Hi
Lets say I have a Solr collection (running across several servers)
containing 5 billion documents. A.o. each document have a value for
field "no_dlng_doc_ind_sto" (a long) and field
"timestamp_dlng_doc_ind_sto" (also a long). Both "no_dlng_doc_ind_sto"
and "timestamp_dlng_doc_ind_sto" are doc-value, indexed and stored. Like
this in schema.xml
<dynamicField name="*_dlng_doc_ind_sto" type="dlng" indexed="true"
stored="true" required="true" docValues="true"/>
<fieldType name="dlng" class="solr.TrieLongField" precisionStep="0"
positionIncrementGap="0" docValuesFormat="Disk"/>
I make queries like this: no_dlng_doc_ind_sto:(<NO>) AND
timestamp_dlng_doc_ind_sto:([<TIME_START> TO <TIME_END>])
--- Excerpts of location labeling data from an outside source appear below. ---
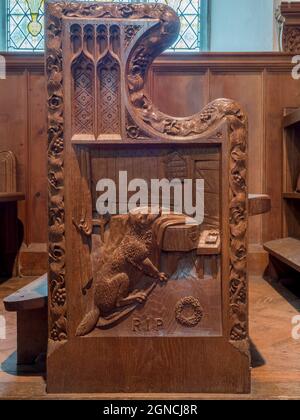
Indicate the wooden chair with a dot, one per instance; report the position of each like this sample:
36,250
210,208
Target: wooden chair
8,213
31,302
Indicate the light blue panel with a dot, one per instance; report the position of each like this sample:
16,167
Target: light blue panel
241,25
2,25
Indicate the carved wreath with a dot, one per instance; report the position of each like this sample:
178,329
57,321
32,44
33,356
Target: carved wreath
156,124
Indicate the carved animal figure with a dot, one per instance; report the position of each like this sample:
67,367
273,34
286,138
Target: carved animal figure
115,295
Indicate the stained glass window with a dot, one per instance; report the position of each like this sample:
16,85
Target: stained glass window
25,19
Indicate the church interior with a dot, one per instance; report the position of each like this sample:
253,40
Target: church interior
149,199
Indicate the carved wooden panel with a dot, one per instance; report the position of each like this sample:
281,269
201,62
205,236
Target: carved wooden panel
8,175
127,281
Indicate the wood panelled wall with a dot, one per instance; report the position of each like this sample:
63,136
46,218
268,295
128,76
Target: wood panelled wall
180,85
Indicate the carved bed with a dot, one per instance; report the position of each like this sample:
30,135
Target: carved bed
139,304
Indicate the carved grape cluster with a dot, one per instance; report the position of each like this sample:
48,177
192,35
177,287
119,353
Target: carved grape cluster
59,297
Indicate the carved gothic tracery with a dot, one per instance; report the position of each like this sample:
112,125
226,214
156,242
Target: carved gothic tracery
96,54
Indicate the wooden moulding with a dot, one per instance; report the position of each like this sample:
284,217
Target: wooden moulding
93,363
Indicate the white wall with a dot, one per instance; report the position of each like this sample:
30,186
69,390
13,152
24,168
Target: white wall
242,25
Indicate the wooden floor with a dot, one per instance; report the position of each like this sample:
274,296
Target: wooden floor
276,361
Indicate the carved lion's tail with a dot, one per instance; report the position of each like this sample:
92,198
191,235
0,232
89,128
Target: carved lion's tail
88,323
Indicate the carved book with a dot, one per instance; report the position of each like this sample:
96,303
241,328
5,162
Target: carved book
145,294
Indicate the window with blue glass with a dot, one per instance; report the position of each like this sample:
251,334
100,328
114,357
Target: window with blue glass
25,21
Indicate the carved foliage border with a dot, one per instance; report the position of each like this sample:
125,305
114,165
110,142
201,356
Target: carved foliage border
291,39
56,280
143,54
161,126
* The "no_dlng_doc_ind_sto:(<NO>)"-part of a typical query will hit
between 500 and 1000 documents out of the total 5 billion
* The "timestamp_dlng_doc_ind_sto:([<TIME_START> TO <TIME_END>])"-part
of a typical query will hit between 3-4 billion documents out of the
total 5 billion
Question is how Solr/Lucene deals with such requests?
I am thinking that using the indices on both "no_dlng_doc_ind_sto" and
"timestamp_dlng_doc_ind_sto" to get two sets of doc-ids and then make an
intersection of those might not be the most efficient. You are making an
intersection of two doc-id-sets of size 500-1000 and 3-4 billion. It
might be faster to just use the index for "no_dlng_doc_ind_sto" to get
the doc-ids for the 500-1000 documents, then for each of those fetch
their "timestamp_dlng_doc_ind_sto"-value (using doc-value) to filter out
the ones among the 500-1000 that does not match the timestamp-part of
the query.
But what does Solr/Lucene actually do? Is it Solr- or Lucene-code that
make the decision on what to do? Can you somehow "hint" the
search-engine that you want one or the other method used?
Solr 4.4 (and corresponding Lucene), BTW, if that makes a difference
Regards, Per Steffensen